Василий Звягинцев - Одиссей покидает Итаку. Бульдоги под ковром
Народ, не хуже меня расслабляющийся, счастливый по той же самой причине, самозабвенно сливался в объятиях под рыдания саксофонов и прочих томно звучащих инструментов. Небольшая пологая качка придавала этому делу дополнительный шарм. Берестин раз за разом приглашал Ирину, а я, глуповато улыбаясь, только добродушно кивал. Я всех сейчас любил, а Алексею вдобавок сочувствовал.

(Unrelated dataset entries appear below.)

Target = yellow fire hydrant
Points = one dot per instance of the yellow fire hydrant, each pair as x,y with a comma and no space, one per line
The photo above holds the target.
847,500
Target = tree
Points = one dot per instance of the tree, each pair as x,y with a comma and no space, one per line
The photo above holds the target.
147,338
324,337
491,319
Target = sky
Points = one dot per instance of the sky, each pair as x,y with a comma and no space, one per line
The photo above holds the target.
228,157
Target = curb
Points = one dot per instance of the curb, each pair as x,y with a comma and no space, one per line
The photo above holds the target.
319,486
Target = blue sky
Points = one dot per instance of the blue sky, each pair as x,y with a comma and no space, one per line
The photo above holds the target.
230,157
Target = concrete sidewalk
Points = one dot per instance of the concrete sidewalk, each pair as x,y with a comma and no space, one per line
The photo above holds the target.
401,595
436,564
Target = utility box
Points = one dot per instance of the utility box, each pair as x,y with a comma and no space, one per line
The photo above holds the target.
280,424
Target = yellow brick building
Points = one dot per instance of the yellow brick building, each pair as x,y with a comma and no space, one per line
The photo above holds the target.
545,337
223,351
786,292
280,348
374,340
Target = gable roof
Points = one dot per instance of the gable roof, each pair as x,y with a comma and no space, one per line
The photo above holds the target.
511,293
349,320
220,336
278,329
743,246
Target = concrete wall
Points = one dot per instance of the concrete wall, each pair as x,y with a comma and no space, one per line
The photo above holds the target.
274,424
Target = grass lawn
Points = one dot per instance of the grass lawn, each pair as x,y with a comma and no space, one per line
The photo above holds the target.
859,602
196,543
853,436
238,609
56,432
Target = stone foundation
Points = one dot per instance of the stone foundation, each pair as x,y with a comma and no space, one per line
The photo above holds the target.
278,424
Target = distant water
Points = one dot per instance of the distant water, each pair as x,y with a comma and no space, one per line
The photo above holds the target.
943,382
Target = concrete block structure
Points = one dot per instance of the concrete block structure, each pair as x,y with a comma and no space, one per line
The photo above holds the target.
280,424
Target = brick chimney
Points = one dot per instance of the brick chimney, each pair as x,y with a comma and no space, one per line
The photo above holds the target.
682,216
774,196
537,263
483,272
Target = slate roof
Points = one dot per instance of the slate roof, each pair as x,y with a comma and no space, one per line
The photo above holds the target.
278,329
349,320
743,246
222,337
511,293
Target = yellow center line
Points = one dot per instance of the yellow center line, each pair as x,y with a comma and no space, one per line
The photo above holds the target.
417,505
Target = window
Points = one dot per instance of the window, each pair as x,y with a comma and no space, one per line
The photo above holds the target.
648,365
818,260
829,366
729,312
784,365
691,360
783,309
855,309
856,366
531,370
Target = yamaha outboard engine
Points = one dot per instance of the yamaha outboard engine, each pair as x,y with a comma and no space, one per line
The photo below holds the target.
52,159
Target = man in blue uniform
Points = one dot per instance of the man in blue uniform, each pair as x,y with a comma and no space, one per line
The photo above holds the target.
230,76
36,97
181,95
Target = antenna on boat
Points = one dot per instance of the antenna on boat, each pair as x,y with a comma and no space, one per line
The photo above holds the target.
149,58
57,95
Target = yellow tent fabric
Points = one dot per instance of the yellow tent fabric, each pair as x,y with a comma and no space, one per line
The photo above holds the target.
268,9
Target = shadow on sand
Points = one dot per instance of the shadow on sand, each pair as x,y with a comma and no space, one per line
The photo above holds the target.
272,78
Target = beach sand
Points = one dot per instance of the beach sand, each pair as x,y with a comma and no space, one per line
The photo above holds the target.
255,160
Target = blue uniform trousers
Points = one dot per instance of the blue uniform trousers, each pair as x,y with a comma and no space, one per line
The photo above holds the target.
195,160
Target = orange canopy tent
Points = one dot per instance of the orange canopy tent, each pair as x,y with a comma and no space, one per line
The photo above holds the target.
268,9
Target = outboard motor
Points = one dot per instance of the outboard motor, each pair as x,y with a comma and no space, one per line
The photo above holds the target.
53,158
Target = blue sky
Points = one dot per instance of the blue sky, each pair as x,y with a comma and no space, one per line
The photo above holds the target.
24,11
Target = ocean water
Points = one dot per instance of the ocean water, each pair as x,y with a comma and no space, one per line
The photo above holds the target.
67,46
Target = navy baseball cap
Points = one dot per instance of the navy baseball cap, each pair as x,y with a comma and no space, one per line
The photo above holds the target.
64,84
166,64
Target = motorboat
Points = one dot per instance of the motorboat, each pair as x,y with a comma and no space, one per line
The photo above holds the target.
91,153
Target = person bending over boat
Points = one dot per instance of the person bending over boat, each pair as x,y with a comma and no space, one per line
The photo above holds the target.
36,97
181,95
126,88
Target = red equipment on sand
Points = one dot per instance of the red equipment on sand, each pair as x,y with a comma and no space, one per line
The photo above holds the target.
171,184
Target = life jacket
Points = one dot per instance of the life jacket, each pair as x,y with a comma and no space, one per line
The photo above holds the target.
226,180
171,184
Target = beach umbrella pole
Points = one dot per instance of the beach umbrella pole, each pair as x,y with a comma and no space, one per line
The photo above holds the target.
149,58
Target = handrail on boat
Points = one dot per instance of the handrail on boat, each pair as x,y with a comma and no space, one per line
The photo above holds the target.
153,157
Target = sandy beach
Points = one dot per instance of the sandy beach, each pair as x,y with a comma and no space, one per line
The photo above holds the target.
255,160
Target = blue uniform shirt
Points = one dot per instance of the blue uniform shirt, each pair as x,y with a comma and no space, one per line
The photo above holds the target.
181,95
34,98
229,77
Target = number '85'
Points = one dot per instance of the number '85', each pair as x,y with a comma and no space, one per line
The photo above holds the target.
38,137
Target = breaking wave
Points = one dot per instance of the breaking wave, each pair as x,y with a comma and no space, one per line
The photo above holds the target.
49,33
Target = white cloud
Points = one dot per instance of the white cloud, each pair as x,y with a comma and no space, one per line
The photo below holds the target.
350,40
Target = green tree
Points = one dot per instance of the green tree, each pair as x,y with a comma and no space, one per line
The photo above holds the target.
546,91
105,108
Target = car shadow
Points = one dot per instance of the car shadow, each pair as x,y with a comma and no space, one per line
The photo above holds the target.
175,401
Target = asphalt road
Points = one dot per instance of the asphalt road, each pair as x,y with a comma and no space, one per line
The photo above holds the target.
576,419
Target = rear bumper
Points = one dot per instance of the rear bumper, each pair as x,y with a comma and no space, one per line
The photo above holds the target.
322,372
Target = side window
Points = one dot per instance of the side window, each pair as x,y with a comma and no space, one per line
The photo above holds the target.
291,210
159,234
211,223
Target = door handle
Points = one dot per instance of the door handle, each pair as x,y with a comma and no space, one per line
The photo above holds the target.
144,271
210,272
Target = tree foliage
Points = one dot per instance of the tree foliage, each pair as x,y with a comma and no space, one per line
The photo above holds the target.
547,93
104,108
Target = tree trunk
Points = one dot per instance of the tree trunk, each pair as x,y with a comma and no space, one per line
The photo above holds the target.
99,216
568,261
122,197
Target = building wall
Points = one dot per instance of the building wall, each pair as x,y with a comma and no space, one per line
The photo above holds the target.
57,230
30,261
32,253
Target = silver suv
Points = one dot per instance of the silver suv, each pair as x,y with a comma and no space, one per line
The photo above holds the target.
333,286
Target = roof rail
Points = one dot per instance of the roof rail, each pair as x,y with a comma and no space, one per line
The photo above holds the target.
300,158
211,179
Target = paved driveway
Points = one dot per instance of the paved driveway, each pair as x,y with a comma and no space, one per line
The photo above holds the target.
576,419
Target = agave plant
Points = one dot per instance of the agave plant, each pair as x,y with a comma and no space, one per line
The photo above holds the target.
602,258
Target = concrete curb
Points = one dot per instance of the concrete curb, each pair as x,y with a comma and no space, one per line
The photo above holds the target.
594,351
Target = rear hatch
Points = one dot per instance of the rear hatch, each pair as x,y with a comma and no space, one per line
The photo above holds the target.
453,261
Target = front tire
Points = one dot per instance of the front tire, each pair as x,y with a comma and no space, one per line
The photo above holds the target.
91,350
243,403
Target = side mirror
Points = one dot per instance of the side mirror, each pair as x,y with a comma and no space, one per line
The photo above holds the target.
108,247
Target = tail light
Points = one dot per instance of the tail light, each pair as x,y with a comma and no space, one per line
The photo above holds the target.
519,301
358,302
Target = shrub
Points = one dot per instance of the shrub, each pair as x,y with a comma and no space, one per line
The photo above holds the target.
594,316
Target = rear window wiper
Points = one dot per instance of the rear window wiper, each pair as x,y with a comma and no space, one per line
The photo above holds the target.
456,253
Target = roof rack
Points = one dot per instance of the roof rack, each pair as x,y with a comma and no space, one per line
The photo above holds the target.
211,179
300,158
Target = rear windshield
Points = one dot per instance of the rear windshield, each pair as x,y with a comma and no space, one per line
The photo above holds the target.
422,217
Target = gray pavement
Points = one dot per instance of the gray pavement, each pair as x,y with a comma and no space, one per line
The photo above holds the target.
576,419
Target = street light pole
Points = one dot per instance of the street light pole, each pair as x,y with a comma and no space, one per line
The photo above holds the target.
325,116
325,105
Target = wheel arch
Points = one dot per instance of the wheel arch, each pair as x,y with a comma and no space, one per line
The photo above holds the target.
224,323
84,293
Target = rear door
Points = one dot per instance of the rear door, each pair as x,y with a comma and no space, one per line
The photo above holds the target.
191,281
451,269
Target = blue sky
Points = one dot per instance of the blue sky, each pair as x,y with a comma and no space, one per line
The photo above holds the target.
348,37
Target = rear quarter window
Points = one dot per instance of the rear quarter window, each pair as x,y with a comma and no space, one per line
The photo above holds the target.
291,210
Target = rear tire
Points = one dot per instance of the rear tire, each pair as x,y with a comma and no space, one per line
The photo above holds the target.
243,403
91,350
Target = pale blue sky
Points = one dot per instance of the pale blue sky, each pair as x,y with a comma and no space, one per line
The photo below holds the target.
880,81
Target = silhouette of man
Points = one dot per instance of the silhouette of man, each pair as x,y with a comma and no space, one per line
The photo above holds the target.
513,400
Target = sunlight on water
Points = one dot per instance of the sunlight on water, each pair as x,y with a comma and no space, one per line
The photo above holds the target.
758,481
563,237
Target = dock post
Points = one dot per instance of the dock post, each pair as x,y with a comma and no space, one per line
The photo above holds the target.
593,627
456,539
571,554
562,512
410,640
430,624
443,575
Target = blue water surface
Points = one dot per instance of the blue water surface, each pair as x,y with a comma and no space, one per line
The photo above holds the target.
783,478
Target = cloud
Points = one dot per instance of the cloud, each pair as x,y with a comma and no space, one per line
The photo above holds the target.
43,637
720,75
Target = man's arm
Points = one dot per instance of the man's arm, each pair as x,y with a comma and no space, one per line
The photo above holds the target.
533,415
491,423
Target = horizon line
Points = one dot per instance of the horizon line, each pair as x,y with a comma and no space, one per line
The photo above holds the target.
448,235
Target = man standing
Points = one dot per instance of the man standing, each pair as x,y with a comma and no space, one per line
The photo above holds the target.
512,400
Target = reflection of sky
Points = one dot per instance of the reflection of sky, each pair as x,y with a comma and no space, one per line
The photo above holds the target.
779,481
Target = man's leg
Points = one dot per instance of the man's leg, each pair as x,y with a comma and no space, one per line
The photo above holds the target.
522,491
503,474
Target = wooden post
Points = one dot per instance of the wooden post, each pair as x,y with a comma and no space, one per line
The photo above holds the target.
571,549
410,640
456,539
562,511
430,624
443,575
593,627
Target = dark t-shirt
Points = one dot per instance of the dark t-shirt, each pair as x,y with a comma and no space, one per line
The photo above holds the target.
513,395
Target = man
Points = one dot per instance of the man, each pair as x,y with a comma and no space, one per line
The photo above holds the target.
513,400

Лукулл, испытывающий муки Тантала, — это же ужас что такое!
Ну пусть подержит ее за талию, поуплывает от запаха ее волос и духов. Я же все-все понимаю! Тем более что недолго ему монашествовать…
…Уже совсем потом, под утро, Ирина села на край постели, вернувшись из ванной, отняла книгу, что я пытался читать, и уставилась на меня посверкивающими отраженным светом ночника глазами.
— Жестоко ты поступил. Я тебе сколько раз намекнуть пыталась — отвлеки его, хоть раз меня пригласи, пусть он с кем-нибудь еще потанцует. Я же чувствовала его состояние. Садист ты какой-то…
— А-а, брось! От меня не убудет, от тебя тем более, а парень хоть чуть взбодрился. Ты же ему ничего не обещала, надеюсь? А танцевать с симпатичной ему дамой каждый имеет право…
— Ничего ты не понимаешь…
— Слушай, кто из нас мужик? Вот и позволь мне судить, что лучше, что хуже. В Стамбул приплывем, в бордель сходит, разрядится.
— Не говори гадостей, противно слушать…
— Виноват, но такова жизнь, дорогая. Спи лучше, пока не поссорились.
И утром я тоже встал с ощущением, давно не испытываемым — через лобовые иллюминаторы каюты (я выбрал себе место в передней части надстройки, чтобы всегда смотреть по курсу) засвечивало раннее солнце. Отодвинув шторку, увидел бесконечную вереницу примерно трехбалльных волн, в которые врезался высокий полубак, и прямо-таки подсознанием ощутил недалекие уже скалы Гибралтара.
У Геркулесовых столбовЛежит моя дорога,У Геркулесовых столбов,Где плавал Одиссей…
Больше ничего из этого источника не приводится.